Hot Ticket 7/16

Last night, Zoe Lund graced lower Manhattan for the first time this millennia. Dead for 25 years, her presence wafted through the theater like a musky perfume with heavy silage. Hot Ticket, her newly restored two-minute feature film and sole directorial effort premiered on a Tuesday night. She pruned her hair confidently in the mirror, folded the brim of her wide black-felt hat upward, and trotted her twig-thin legs into the street like a vision.

It was the hottest day of the year. 98 degrees and counting. A brisk 10-minute walk left a person panting, red-faced, swollen, sweaty. So hot, the typically drawn in black-clad intelligentsia of the lower east side stank of body odor, Salt and Stone deodorant, and eucalyptus essential oil employed to mask the smell. My back stuck to the cloth theatre seat through my cotton shirt.

I suppose that there had been warnings, but I never imagined it would happen. Each time a heatwave spreads through New York City, ConEd sends vaguely threatening emails warning of a looming power outage caused by electrical overload. The amount of air conditioners in the city cannot be supported by the electrical power-grid. Yesterday there was a complete blackout on the train tracks, resulting in all the transportation in the city to halt.

My two friends were running extremely late. I walked over from Tribeca, and I arrived 15 minutes early and selected a seat in the back-left. I desperately saved two seats from them, and had to ward off various anxiously searching ticket holders. I did it more as an act of faith that they would arrive, rather than any kind of logical belief the train problems would be resolved promptly (of course I knew they wouldn’t). The film to be premiered was two-minutes long, naturally time and position in the theater was of the essence.

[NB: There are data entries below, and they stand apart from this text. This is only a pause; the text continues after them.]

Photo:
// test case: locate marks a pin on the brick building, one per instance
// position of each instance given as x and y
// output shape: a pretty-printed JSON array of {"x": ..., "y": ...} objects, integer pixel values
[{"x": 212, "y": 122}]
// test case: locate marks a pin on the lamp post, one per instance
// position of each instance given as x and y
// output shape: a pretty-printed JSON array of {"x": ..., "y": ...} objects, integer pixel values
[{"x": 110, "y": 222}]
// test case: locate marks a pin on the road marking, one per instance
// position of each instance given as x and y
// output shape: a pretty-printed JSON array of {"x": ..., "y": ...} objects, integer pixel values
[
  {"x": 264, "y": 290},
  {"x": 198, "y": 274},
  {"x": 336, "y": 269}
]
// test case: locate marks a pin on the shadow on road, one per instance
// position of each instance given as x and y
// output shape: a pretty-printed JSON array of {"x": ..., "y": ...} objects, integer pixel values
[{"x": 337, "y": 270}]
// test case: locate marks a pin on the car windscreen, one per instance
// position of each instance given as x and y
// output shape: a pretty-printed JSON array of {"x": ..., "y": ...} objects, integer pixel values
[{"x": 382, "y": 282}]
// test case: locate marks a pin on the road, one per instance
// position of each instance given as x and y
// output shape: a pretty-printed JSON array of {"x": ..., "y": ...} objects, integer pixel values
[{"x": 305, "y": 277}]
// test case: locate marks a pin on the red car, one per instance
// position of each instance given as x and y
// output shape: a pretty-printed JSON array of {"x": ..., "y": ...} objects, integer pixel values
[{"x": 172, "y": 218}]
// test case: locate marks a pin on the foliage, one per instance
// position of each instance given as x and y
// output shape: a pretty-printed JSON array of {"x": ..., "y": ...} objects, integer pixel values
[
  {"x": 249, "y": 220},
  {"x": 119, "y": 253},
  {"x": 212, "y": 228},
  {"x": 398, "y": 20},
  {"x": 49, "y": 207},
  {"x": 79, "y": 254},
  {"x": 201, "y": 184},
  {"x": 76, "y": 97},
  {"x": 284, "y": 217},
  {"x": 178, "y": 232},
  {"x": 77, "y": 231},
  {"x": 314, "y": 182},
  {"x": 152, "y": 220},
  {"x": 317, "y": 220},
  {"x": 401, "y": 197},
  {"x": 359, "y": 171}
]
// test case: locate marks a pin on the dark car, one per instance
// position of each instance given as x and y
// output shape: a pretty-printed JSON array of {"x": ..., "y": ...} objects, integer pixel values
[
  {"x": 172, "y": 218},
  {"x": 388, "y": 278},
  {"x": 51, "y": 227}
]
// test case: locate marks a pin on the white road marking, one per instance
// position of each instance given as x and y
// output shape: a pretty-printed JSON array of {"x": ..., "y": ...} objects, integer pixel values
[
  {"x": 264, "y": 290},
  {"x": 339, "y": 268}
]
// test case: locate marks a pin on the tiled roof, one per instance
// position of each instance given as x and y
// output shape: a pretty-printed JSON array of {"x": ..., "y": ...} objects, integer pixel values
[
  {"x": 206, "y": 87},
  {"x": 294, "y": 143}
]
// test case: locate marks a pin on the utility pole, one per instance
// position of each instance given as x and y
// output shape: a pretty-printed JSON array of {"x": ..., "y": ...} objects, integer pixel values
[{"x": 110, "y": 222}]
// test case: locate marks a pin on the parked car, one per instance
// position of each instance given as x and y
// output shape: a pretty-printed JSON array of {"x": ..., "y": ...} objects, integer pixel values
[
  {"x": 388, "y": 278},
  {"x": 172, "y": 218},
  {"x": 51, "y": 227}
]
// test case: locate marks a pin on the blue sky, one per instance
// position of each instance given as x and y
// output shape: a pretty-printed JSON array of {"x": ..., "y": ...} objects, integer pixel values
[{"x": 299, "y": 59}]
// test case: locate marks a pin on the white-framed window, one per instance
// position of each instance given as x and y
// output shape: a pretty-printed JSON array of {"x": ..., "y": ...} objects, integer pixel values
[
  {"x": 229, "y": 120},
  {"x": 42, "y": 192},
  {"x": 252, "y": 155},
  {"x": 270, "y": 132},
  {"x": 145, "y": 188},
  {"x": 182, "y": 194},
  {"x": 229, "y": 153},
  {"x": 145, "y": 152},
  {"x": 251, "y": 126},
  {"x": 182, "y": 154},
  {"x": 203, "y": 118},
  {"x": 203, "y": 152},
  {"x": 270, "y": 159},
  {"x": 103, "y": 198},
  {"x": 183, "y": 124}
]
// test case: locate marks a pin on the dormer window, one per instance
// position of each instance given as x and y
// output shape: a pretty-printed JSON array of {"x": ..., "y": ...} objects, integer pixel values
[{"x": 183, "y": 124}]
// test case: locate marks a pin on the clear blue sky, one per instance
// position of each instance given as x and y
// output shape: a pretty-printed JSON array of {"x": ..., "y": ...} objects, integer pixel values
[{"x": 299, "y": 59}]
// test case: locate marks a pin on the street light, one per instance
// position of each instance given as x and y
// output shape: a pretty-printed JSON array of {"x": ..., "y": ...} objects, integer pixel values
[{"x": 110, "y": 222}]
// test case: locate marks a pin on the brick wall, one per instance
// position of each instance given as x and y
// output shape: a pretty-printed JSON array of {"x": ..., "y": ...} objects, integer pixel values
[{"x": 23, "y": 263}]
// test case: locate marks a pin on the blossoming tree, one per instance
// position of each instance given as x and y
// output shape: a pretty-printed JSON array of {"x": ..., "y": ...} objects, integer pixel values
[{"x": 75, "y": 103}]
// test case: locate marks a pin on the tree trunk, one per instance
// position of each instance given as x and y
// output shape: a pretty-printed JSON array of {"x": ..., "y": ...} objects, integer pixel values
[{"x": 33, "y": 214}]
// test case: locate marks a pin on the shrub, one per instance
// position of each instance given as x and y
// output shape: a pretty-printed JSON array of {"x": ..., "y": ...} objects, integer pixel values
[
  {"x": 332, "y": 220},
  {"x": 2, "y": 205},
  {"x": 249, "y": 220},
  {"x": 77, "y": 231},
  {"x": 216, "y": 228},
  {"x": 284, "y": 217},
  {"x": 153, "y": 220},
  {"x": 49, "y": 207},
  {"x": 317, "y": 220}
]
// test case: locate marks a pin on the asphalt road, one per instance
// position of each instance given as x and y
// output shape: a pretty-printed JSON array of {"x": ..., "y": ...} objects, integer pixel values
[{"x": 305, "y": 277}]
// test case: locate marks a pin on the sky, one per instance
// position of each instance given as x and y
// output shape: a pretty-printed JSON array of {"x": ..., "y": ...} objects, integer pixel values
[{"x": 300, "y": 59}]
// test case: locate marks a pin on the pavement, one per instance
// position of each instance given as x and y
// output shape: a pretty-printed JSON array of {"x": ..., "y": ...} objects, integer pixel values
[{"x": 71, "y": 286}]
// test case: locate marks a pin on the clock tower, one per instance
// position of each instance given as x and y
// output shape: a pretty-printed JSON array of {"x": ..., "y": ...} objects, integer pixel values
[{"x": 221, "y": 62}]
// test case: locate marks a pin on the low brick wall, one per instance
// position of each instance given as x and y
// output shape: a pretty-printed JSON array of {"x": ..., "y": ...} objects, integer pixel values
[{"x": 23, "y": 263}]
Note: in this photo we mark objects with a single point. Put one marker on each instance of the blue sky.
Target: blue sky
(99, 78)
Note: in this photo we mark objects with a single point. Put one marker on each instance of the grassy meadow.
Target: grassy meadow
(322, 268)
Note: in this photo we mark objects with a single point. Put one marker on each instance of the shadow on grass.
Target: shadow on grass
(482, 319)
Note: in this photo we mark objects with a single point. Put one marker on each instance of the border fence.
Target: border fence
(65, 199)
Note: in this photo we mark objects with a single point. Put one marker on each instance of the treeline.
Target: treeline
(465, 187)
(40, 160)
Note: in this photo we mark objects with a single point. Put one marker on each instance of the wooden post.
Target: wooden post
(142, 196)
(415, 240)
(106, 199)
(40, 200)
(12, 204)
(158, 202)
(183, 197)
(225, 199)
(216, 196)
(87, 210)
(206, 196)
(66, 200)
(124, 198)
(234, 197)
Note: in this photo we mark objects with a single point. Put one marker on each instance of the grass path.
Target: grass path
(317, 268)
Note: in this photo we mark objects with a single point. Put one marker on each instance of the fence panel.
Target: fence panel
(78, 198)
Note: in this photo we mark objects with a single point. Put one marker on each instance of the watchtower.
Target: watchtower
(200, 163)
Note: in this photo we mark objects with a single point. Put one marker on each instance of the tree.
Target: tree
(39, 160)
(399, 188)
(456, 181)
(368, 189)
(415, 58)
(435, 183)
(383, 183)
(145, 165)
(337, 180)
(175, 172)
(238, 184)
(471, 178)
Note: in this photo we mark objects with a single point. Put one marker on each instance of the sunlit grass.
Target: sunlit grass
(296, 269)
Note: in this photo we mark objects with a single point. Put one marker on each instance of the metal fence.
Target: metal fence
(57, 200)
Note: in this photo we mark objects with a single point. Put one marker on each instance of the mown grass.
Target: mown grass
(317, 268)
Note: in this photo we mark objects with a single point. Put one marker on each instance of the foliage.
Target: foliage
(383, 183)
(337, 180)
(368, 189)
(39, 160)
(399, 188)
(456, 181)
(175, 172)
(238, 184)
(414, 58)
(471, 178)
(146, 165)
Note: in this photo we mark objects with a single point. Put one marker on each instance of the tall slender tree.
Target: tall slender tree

The program started shortly after 7:30 — a relaxed 7:35. Manon L.and Stephanie L., publishers of Zoe’s recently released book of poetry, and restorers of the film we would see, introduced it. I have seen Stephanie L.read and introduce projects her publishing house has put out many times. I do not feel any way about her. The most robust association I have in my mind is when she recommended Adidas Sambas, the shoe of 2023, in her Perfectly Imperfect. Stephanie L. resembles Zoe Lund, it is kind of uncanny. Both pencil thin, red-heads, with big lips accentuated with lip tint. One of them was addicted to heroin. I became familiar with Manon L.when I attended Editions Lutanie’s release of Rene Ricard God With Revolver. Manon’s terse French accent pronounced Zoe Tamerlis Lund’s name beautifully. It led me to wonder for the first time if Zoe was European, not American, as I knew her well to be.

After the brief introduction, Hot Ticket started. My arms, which were spread over my two neighboring theater seats, grasped the fabric of the seats as my knuckles turned white. Zoe exited the bathroom stall, adjusted her wide brimmed felt hat and introduced herself, “I’m Zoe Lund, writer and actress.” Balmy, painted orange glow of the bathroom looked a set from The Shining. I thought I heard a broad, central European accent in her hoarse voice. This was my first time having heard Zoe speak in four or five years, since Ms. 45 her character is entirely mute.

Zoe paced on leather legging-clad toothpicks down the hall of the theater to the box office. She dropped a fully-loaded syringe at the cashier, a kind of shooting up to nod off at the movies in reverse, and stepped out into the night. The skinny, gorgeous cinema goer stepping anonymously into the European street reminded me oddly of Melanie Laurent in Quentin Tarantino’s Inglorious Basterds. Quentin Tarantino is loaded with self-aware references to film history, and ripped a lot of tricks and themes Abel Ferrara and Zoe’s work invented in ‘70s exploitation film.

Zoe lived for cinema. Zoe lived for drugs. Zoe died for drugs. Zoe died for cinema.

Zoe is much more depthful than the cliches I've presented her along side. I only do this to emphasize how her cinematic lanuage since the '80s has been made vernacultar by fanboys.